The bathroom was unique in that the glass for the shower was actually a history lesson of the Kruger Park, ya know, in case you wanted a history lesson while naked.
The room view wasn’t too spectacular, but we were just a short distance from the pool. And let me tell you that when it’s 95 degrees outside (or 102 on our last day) that pool was like an oasis. Just don’t keep the doors open, as mosquitos are a thing, and bug spray is a must in all of South Africa. Just like Maine governor Paul LePage said, you gotta watch out for that “Ziki Fly”
Perhaps the best feature of this hotel is the viewing deck into the park. Since the hotel is situated on the boundary of the Kruger National Park, animals roam freely around the outside of the park, and some smaller animals actually roam inside the hotel grounds. Don’t worry, there are large fences so that elephants don’t come up to the doors of your rooms. And even if they did, you’re 15 feet off the ground, so no worries!
So what kind of animals can you see? It truly depends on how lucky you are. We were INCREDIBLY LUCKY on our first day as a herd of over 35 elephants went walking by and grazing.
As there was almost no noise at the hotel, all you could hear was the crunching of the grass and trees underfoot and when they would grab food with their trunks to eat. It was a surreal experience.
For being such a remote location, the food and wine list was remarkably inexpensive. Keep in mind that 160 rand = $10, 320 rand = $20, etc. So you could order a bottle of wine for $7, and just sit and watch the animals go by. That’s cheaper than any hotel I’ve even seen in the USA, and I’m sure cheaper than the Courtyard Marriott in Oxford (and for sure Key West…).
The food was equally as cheap, where toasted sandwiches were only $3.50 and heartier meals ran only $6-7.
As we sat and drank for the first 45 minutes of our arrival at the hotel, we were “greeted” by lots of different animals including monkeys and antelopes.
There was also an outdoor dining area incase you wanted a more formal sit down lunch or dinner experience, which I have to ask… why?! When you can sit out and lounge underneath a covered table and watch all the wildlife walking by, there’s nothing better. We did see the standard demographic for the people doing this was 75+, perhaps not looking for as much of an adventure as us youngin’…
Just off to the side through a nice raised walkway is Dee’s African Spa, which is a ‘full service’ spa that offers everything from massages to manicures to facials.
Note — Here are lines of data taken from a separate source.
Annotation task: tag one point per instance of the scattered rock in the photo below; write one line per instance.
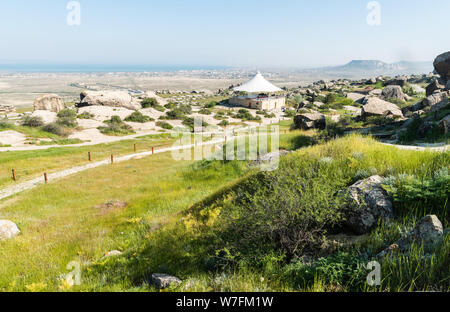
(442, 65)
(445, 124)
(8, 230)
(393, 92)
(357, 97)
(377, 107)
(310, 121)
(162, 281)
(48, 102)
(434, 86)
(400, 81)
(428, 231)
(366, 202)
(109, 98)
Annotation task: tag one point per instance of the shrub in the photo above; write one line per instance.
(153, 103)
(5, 124)
(342, 269)
(68, 122)
(33, 121)
(138, 117)
(164, 125)
(205, 111)
(211, 104)
(85, 115)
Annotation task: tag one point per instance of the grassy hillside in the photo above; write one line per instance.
(222, 226)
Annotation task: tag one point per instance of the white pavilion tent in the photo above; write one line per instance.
(257, 84)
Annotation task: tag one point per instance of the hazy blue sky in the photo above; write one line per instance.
(235, 33)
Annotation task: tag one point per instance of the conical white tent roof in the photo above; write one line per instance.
(257, 84)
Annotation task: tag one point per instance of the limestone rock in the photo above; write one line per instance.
(442, 65)
(48, 102)
(8, 230)
(393, 92)
(427, 232)
(445, 124)
(162, 281)
(310, 121)
(109, 98)
(434, 86)
(377, 107)
(366, 202)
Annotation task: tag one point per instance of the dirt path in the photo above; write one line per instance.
(14, 189)
(17, 188)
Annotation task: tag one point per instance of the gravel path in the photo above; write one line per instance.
(17, 188)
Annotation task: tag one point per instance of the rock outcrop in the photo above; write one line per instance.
(162, 281)
(48, 102)
(366, 201)
(442, 65)
(109, 98)
(310, 121)
(427, 232)
(445, 124)
(393, 92)
(8, 230)
(376, 107)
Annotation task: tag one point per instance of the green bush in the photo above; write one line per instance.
(33, 121)
(429, 195)
(5, 124)
(138, 117)
(67, 113)
(85, 115)
(342, 269)
(153, 103)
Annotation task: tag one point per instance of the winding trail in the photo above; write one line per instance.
(17, 188)
(30, 184)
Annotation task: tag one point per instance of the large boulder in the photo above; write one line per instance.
(357, 97)
(435, 85)
(162, 281)
(427, 232)
(49, 102)
(310, 121)
(393, 92)
(8, 230)
(109, 98)
(442, 65)
(366, 201)
(436, 101)
(445, 124)
(377, 107)
(400, 81)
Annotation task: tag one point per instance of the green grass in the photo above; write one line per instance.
(30, 164)
(62, 222)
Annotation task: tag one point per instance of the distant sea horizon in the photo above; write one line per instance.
(102, 68)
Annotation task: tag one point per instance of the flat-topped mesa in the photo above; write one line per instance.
(48, 102)
(108, 98)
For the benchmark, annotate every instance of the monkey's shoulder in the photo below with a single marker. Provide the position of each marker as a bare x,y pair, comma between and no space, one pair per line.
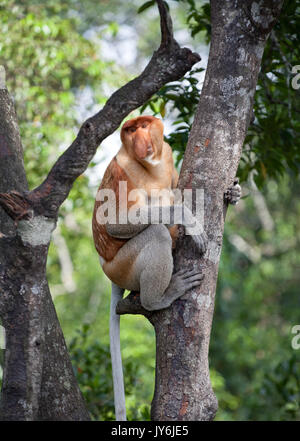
113,175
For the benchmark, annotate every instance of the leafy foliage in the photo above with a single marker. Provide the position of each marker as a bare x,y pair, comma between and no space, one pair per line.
49,63
272,144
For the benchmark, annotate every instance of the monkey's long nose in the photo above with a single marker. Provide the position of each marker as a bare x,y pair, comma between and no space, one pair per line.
149,150
142,144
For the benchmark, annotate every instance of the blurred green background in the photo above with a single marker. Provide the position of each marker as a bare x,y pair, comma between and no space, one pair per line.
63,60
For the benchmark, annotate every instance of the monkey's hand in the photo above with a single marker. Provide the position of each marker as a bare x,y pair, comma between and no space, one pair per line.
200,241
234,193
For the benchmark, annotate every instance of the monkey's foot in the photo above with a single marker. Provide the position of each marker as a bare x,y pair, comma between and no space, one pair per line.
234,193
132,305
183,281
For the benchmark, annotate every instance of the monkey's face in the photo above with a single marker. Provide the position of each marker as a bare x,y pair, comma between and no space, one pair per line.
142,138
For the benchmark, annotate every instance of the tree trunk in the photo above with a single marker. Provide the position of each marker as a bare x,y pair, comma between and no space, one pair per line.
239,31
38,381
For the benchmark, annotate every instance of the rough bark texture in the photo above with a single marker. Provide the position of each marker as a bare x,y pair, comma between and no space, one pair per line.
239,31
38,382
183,390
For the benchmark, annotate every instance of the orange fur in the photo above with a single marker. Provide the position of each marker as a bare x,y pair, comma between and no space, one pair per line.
130,165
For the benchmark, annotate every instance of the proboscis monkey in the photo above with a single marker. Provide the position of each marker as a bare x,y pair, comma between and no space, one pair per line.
138,256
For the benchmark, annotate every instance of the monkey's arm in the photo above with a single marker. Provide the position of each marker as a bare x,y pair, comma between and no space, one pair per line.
139,219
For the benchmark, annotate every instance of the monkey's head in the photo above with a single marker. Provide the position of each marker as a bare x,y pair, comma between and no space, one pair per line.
143,138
Since we wanted to experience the full relaxation that this trip could offer, we opted for the full package. The two of us got a “tribal” massage (where they roll a Xigiya stick over your body), a facial, and a mani/pedi for 2,280 ZAR. That equates to about $150 or around $75 each. Not bad for a three hour spa trip with views of rhinos and elephants in the background. I encourage you to google the term Xigiya Stick. We couldn’t find anything before we left, but apparently it’s a three foot long stick with a baseball sized knot on the end, and they roll that all over your body from neck to toe. Unique, to say the least.
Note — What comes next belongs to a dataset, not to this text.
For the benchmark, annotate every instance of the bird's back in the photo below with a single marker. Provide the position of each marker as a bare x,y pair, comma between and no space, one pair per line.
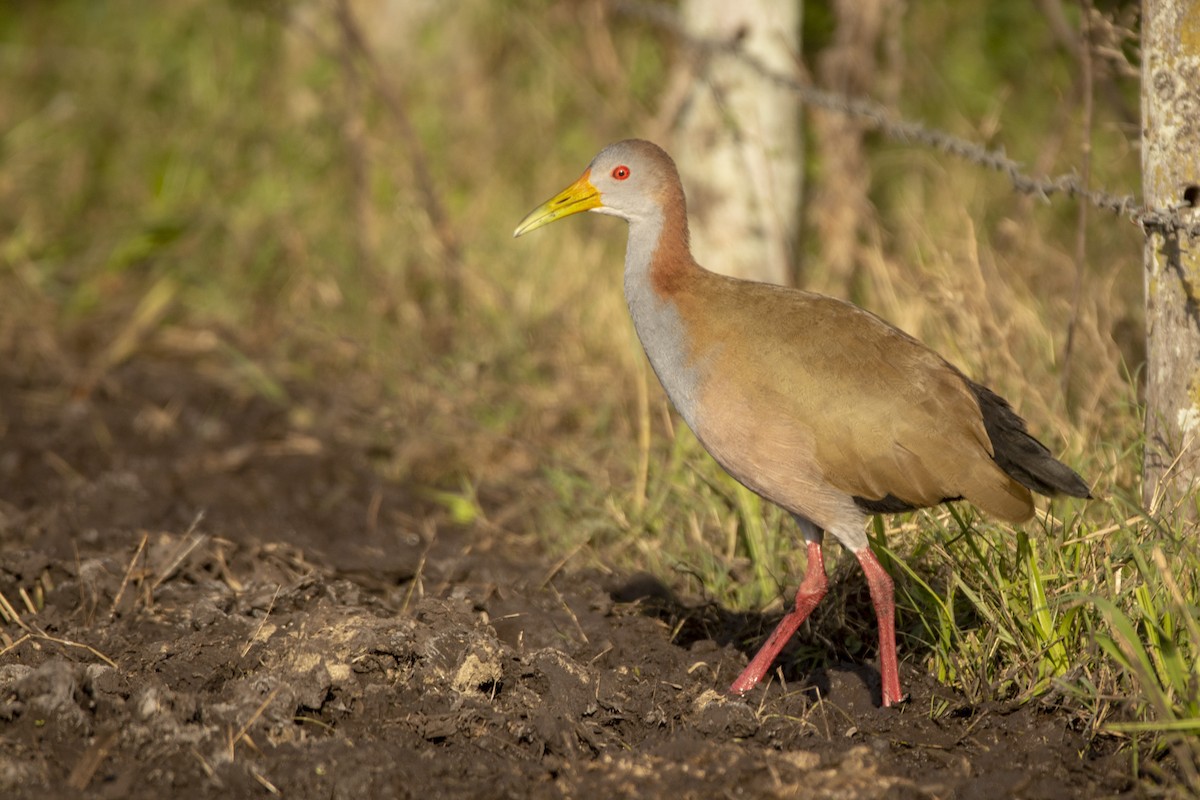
803,397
This hotel is an unbelievable value. A lot of the resorts in the area offer “all inclusive” packages and try to
rip off market to tourists. They offer day and night game drives, full food and dinner packages, and other amenities, but it comes at a high price. Some of these hotels that we investigated ran upwards of $400 per person per night. RIP OFF! As you can tell, food is cheap, and as you’ll see in a future post, the cost of getting game drives is a fraction of that cost.
Even without using the points to make the hotel stay free, it was only around $135 a night, but for only 7,500 points, it’s a steal. As a reminder, you can earn Marriott points by staying at Marriott hotels or through a points transfer via Chase Ultimate Rewards. Do yourself a favor and make sure to include the Protea hotels in your next visit to South Africa.
Has anyone stayed at any of the Protea resorts since they’ve become part of the Marriott family of brands?